Hi @salemohamedo, thanks for the note!

The "probabilities" listed in these files are actually negative log probabilities. In other words, if x is the value printed, e ** -x retrieves the original probability. It follows that the logic for comparing probs is inverted.

This is done to avoid problems with floating point error; very small probabilities are hard to represent in raw form.

Perhaps we should have made it clearer in the naming convention, sorry! Let me know if you have any other questions.

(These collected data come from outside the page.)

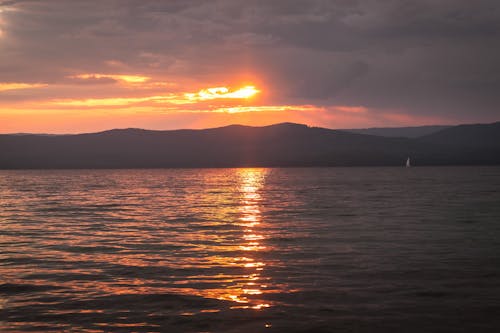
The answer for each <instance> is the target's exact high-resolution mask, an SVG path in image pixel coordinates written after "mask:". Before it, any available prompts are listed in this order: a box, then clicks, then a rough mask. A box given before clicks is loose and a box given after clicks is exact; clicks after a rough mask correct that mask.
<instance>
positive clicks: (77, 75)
mask: <svg viewBox="0 0 500 333" xmlns="http://www.w3.org/2000/svg"><path fill="white" fill-rule="evenodd" d="M69 78H71V79H81V80H89V79H113V80H116V81H119V82H122V83H127V84H137V83H144V82H146V81H148V80H150V77H148V76H142V75H120V74H97V73H92V74H79V75H72V76H69Z"/></svg>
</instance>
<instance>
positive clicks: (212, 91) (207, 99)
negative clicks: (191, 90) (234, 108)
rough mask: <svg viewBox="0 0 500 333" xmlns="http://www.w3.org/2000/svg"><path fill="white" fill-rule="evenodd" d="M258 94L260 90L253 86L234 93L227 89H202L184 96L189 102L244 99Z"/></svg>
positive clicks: (248, 97)
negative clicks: (196, 92)
mask: <svg viewBox="0 0 500 333" xmlns="http://www.w3.org/2000/svg"><path fill="white" fill-rule="evenodd" d="M259 92H260V90H258V89H257V88H255V87H254V86H245V87H243V88H240V89H238V90H235V91H230V90H229V88H227V87H215V88H208V89H202V90H200V91H199V92H197V93H186V94H184V96H185V97H186V99H188V100H190V101H207V100H212V99H225V98H236V99H246V98H250V97H252V96H254V95H256V94H258V93H259Z"/></svg>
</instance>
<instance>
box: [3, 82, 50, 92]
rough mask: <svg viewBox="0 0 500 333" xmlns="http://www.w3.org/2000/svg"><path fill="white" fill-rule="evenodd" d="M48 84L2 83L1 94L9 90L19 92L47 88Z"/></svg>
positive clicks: (37, 83) (25, 83) (26, 83)
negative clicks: (11, 90)
mask: <svg viewBox="0 0 500 333" xmlns="http://www.w3.org/2000/svg"><path fill="white" fill-rule="evenodd" d="M46 86H47V85H46V84H41V83H15V82H12V83H9V82H4V83H2V82H0V92H1V91H7V90H18V89H31V88H41V87H46Z"/></svg>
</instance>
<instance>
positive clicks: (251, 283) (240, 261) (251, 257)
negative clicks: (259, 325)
mask: <svg viewBox="0 0 500 333" xmlns="http://www.w3.org/2000/svg"><path fill="white" fill-rule="evenodd" d="M237 173H238V178H239V193H240V205H239V221H238V224H239V225H240V226H241V227H242V228H243V229H242V232H243V234H242V236H241V238H240V244H241V245H240V249H241V250H242V251H244V252H245V253H246V255H245V257H244V260H241V261H240V265H242V267H244V268H245V269H246V270H248V275H246V279H245V280H244V281H243V282H241V283H240V284H238V285H237V286H235V287H231V288H228V292H229V299H230V300H232V301H234V302H237V303H240V305H238V306H233V307H232V308H253V309H262V308H265V307H269V306H270V304H268V303H265V302H263V301H261V300H257V299H254V298H252V295H261V294H263V293H264V290H263V288H265V287H267V285H266V284H264V278H263V277H262V273H263V270H264V267H265V266H266V264H265V263H264V262H263V261H262V260H259V259H258V253H259V252H260V251H263V250H265V249H266V246H264V245H262V243H261V242H262V241H263V240H265V236H264V235H263V234H262V233H261V231H260V230H259V225H260V224H261V223H262V216H261V212H260V202H261V200H262V197H261V194H260V190H261V189H262V188H263V186H264V182H265V177H266V174H267V170H265V169H239V170H238V171H237ZM234 259H237V258H234Z"/></svg>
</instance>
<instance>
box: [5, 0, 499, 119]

salemohamedo commented 2 years ago

Gotcha, that makes sense. So I take it we want pre_rewrite_success to be low in that case... I'm using this code as part of a project to see how model editing techniques perform on distilled models. I made a few tweaks to add support for distilgpt2 and then tested out ROME on a subset of CF data that distilgpt2 already predicts the true responses for. I noticed that the post rewrite success rate dropped considerably - 99% (gpt2-xl) -> 1.15% (distilgpt2). Aside from potential bugs in my code (a likely possibility), any intuition on why ROME might not function as well on smaller models?

kmeng01 commented 2 years ago

So I take it we want pre_rewrite_success to be low in that case...

Yep. But you'll notice that this value is non-negligible in our results table; GPT sometimes guesses the counterfactual correctly, since it doesn't know the original fact.

any intuition on why ROME might not function as well on smaller models?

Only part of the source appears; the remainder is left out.